March 20, 2016

The master algorithm by Pedro Domingos

The master algorithm by Pedro Domingos
How the quest for the ultimate learning machine will remake our world
[ I love this book by its overwhelming insights into the future than can be]
The central hypothesis of this book: All knowledge -past, present, and future- can be derived from data by a single, universal learning algorithm.
Symbolists view learning as the inverse of deduction and take ideas from philosophy, psychology and logic. Connectionists reverse engineer the brain and are inspired by neuroscience and physics. Evolutionaries simulate evolution on the computer and draw on genetics and evolutionary biology. Bayesians believe learning is a form of probabilistic inference and have their roots in statistics. Analyzers learn by extrapolating from similarity judgments and are influenced by psychology and mathematical optimization.
Each of the above five tribes of machine learning has its own master algorithms, a general purpose learner that you can in principle use to discover knowledge from data in any domain. The symbolists’ master algorithm is inverse deduction, the connectionists’ is backpropagation, the evolutionaries’ is generic programming, the Bayesians’ is Bayesian inference, and analyzers’ is the support vector machine. If exists, the Master algorithm can derive all knowledge in the world - past, present and future - from data.
The Machine-learning Revolution.
Claude Shannon better known as the father of information theory, was the first to realize that what transistors are doing, as they switch on and off in response to other transistors, is reasoning Symbol algorithms can be represented by diagrams:AND, OR, NOT operations.
Algorithms are an exacting standard. It’s often said that you don’t really understand something until you can express it as an algorithm. For example, Newton’s second law, arguably the most important equation of all time, tells you to compute the net force on an object by multiplying its mass by its acceleration. It also tells you implicitly that the acceleration is the force divided by the mass, but making that explicit is itself an algorithmic step.

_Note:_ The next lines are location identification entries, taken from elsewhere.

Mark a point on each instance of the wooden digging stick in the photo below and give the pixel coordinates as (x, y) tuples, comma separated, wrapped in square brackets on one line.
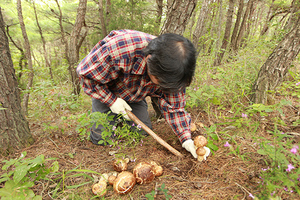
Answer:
[(150, 132)]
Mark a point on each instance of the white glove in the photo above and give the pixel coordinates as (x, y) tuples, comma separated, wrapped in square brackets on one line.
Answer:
[(206, 153), (119, 107), (190, 147)]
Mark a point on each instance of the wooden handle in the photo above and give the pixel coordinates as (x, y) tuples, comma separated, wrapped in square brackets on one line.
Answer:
[(150, 132)]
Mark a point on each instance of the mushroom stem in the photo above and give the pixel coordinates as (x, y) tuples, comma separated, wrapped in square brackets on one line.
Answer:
[(150, 132)]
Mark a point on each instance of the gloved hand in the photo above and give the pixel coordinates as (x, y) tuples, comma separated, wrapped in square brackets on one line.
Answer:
[(190, 147), (119, 108)]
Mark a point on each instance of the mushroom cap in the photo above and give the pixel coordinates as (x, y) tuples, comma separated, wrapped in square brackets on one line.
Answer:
[(200, 141), (111, 179), (124, 182), (200, 151), (158, 170), (144, 173), (99, 188), (120, 165)]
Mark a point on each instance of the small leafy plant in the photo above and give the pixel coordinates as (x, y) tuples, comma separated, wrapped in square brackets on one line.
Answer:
[(151, 195), (22, 174), (282, 174), (116, 132)]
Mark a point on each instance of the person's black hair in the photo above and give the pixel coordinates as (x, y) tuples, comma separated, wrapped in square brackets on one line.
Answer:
[(172, 61)]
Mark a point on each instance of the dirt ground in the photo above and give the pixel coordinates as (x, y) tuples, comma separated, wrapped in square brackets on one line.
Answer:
[(221, 176)]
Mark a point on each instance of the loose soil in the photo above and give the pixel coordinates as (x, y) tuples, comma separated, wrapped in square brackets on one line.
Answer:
[(222, 176)]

There is a serpent in this Eden. It’s called the complexity monster. Like the Hydra, the complexity monster has many heads. One of them is space complexity: the number of bits of information an algorithm needs to store in the computer’s memory. If the algorithm needs more memory than the computer can provide, it is useless and must be discarded. Then there is the evil sister, time complexity: how long the algorithm takes to run, that is, how many steps of using and reusing the transistors it has to go through before it produces the desired results. If it is longer than we can wait, the algorithm is again useless. But the scariest face of the complexity monster is human complexity. When algorithms become too intricate for our poor human brains to understand, when the interactions between different parts of the algorithm are too many and too involved, errors creep in, we can't find them and fix them, and the algorithm doesn’t do want we want.

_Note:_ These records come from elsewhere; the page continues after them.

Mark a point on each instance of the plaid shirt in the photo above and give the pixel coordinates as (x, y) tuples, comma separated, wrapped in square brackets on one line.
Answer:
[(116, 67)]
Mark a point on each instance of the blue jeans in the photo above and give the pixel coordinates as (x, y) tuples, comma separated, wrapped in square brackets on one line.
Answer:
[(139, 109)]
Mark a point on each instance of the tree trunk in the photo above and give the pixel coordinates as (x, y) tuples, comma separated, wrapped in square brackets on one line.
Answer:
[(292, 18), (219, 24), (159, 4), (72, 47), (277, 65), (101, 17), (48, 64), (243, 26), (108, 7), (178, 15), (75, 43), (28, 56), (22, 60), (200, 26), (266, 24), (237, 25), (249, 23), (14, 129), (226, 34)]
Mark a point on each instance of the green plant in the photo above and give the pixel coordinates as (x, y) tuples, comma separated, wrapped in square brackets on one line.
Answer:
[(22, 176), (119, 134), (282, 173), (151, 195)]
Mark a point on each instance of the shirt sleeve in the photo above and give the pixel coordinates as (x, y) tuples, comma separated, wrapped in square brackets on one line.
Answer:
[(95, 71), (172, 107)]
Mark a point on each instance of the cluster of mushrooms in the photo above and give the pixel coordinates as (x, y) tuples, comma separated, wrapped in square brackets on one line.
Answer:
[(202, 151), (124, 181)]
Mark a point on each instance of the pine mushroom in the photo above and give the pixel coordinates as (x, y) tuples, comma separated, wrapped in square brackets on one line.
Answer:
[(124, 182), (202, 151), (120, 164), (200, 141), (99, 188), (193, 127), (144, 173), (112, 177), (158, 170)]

Learning algorithm are seeds, data is soil, and the learned programs are the grown plants. The machine-learning expert is like a farmer, sowing the seeds, irrigating and fertilizing the soil, and keeping an eye on the health of the crop but otherwise staying out of the way.
We can think of machine learning as the inverse of programming,, in the same way that the square root is the inverse of the square or integration is the inverse of differentiation.
In the information-processing ecosystem, learners are the superpredators. Database, crawlers, indexers and so on are the herbivores, patiently mugging on endless fields of data. Statistical algorithms, online analytics processing and so are the predators.
Machine-learning experts are an elite priesthood even among computer scientists. This is because computer scientists particularly those of an older generation, don’t understand machine learning. This is because computer science has traditionally been all about thinking deterministically, but machine learning requires thinking statistically.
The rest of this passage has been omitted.